Bendall wrote that Essex Man likes law and order. Spink proved him right, calling on local police to “show no tolerance of antisocial behaviour, youth nuisance or straightforward thuggery”.

But Essex Man is keener on some laws than others, and Amess complained about the speed cameras in his constituency. What Essex Man really likes are laws that control other people.

The same is true of public spending, which Bendall tells us Essex Man is against. Spink wanted more spent on the police, and both he and Amess had their share of good causes they wanted government to support.

Indeed, Bendall's article says that one way for the Tories to win back Essex Man would be to support spending on the infrastructure in the East London Corridor. Again, what they want is spending cuts for other people.

Essex Tories are probably no more confused than the rest of their party, but it does suggest another joke.

How do you make an Essex MP laugh on Sunday? Tell him a joke on Friday.

Holding Forth… (2 April)

When I was at university in York we would gather in the television room on nights when an English football team was playing in Europe. There was always a group of supporters from the club involved, and Animal was there too.

Animal – named after the drummer in the Muppet Show house band – had a black beard and an impenetrable Black Country accent. He made it his business to cheer on whichever foreign club was playing and revelled in the disappointments of the other viewers.

The Commons has its equivalent of Animal in Eric Forth. Each Friday bright-eyed backbenchers bring their bills to the House. These win wide support, only for Forth to point out their deficiencies and use his mastery of procedure to see they go no further.

Last week it was the turn of Kevan Jones and his bill to prevent large shops from opening on Christmas Day. Already a couple of chains have experimented with the idea, and if some stores start doing it regularly the others will feel obliged to follow.

Forth was in good form. What about people who aren’t Christians? What about people in other industries? “I have given some flavour of my reservations. I look forward very much to returning to them in the Bill’s subsequent stages, which I think will, if anything, be even more interesting” he finished, with the sort of glee with which Animal used to greet a late equaliser by Borussia Mönchengladbach.

I was in York the other day. I have been back before, but this time I was struck by how much it has changed. It’s not so surprising, as Jim Callaghan was prime minister when I first went there. (Or it may have been Mr Gladstone: at my age you forget.)

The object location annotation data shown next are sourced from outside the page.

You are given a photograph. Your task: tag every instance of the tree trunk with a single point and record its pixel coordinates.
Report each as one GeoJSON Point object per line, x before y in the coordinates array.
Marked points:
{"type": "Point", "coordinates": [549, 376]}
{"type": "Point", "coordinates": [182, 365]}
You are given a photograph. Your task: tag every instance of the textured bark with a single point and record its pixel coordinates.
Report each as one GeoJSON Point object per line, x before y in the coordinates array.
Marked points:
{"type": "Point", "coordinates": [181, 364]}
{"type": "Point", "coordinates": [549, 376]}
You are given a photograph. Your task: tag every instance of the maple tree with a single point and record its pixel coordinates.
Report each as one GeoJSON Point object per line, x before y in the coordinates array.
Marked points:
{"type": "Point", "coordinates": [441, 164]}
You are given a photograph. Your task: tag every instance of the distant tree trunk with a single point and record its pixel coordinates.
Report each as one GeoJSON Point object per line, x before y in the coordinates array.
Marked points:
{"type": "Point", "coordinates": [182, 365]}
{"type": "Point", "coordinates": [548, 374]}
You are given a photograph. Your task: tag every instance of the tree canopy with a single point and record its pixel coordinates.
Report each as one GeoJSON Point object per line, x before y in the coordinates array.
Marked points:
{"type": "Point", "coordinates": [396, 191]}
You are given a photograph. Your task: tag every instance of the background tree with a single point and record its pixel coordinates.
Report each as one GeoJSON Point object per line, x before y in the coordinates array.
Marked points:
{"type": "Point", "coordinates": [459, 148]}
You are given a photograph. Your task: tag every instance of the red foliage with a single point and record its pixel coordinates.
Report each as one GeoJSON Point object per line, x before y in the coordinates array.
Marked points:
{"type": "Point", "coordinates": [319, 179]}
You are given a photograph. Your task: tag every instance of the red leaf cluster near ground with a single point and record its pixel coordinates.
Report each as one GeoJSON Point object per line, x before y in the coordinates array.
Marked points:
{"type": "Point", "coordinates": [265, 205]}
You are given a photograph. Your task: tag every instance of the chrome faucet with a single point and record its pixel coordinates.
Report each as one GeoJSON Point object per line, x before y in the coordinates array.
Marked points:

There was a big branch of Borders where I spent so much that I did not dare look for the Waterstone’s. But of the independent bookshops I used to know – Godfrey’s in Stonegate and Pickering’s in The Shambles – there was not a trace.

It was a vision of a world where Eric Forth has had his way and the big stores have triumphed. But we still need our sacred days and sacred places – maybe that is why I, a confirmed unbeliever, ended the day by going to Evensong in the Minster.